Study population
A total of 947 patients were enrolled in the EAT-On study. Each child’s PA status was determined as shown in Supplementary Appendix Figure 1. One child was excluded as they were on peanut oral immunotherapy at the 7-11y time point and 2 children with likely persistent PA had a telephone visit only, so no blood samples were collected. Therefore, 48 children fit the criteria for the sub-group analysis (Supplementary Appendix Figure 2).

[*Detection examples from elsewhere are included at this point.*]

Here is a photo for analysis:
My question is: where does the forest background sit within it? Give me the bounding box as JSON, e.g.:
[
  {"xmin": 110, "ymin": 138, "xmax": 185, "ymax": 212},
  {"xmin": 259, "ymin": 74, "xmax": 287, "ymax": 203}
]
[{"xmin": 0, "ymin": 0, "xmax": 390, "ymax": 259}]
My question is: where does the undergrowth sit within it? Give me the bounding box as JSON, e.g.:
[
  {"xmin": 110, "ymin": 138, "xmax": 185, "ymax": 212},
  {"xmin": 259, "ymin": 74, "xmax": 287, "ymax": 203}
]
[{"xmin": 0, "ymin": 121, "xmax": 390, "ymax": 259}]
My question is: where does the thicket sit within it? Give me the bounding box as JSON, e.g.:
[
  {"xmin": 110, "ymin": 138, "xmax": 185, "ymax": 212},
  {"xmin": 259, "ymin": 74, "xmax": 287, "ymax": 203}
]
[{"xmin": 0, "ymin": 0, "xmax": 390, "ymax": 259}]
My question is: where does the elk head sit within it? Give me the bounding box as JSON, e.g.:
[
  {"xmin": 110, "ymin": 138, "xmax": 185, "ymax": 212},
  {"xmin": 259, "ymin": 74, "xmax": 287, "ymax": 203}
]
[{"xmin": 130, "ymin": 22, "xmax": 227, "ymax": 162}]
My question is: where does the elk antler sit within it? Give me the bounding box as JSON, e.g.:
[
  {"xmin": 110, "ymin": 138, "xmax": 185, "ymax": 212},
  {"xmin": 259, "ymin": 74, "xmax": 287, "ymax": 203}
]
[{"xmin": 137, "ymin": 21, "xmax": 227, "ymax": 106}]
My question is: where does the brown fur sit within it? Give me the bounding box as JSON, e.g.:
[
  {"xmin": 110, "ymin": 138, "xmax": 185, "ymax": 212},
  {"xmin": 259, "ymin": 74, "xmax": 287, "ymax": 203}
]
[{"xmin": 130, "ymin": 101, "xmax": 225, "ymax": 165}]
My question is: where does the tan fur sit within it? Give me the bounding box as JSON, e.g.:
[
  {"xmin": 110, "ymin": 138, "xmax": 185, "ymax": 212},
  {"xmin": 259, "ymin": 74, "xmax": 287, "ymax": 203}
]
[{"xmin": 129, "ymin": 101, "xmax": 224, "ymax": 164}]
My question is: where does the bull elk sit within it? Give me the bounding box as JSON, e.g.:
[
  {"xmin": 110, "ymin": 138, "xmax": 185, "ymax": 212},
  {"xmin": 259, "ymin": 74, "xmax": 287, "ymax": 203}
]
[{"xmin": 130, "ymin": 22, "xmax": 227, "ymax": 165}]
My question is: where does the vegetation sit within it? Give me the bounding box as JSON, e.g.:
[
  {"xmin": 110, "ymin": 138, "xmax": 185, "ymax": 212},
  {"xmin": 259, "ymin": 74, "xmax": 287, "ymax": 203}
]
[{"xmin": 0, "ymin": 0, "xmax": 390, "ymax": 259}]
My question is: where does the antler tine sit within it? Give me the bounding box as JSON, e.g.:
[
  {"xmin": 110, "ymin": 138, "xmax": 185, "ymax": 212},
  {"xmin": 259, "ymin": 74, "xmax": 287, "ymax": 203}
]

The prevalence rate of PA in the EAT-On cohort at 7-11y was 2.1% (20/947) which is similar to the EAT end of study prevalence rate of 1.9% (22/1189). For the children who had clinical assessments during the EAT and EAT-On studies, the rate of PA resolution was 5.5% (1/18). If we were to include the 2 children who only had a telephone visit with confirmed PA by parental report during EAT-On and the 2 children who were PA during EAT but did not return for EAT-On but assume they were still PA, the rate of resolution would be 4.5% (1/22).
The initial analysis compared the PA (n=20) and PS (28) groups. Eighteen children who were PA at 36m were still allergic at 7-11y (persistent PA), 2 were not PA at 36m but PA at 7-11y (new PA), 1 was PA at 36m but no longer allergic at 7-11y (outgrown PA), and 27 were peanut sensitised at 36m but never allergic at any time point (NA).
The PA group were significantly more likely to have asthma at 7-11y old compared to the PS group (45% vs 17.9%, p<0.05) – Supplementary Appendix Table S3. There were no significant differences between age, sex, ethnicity, history of eczema, eczema at 7-11y or rhinitis at 7-11y.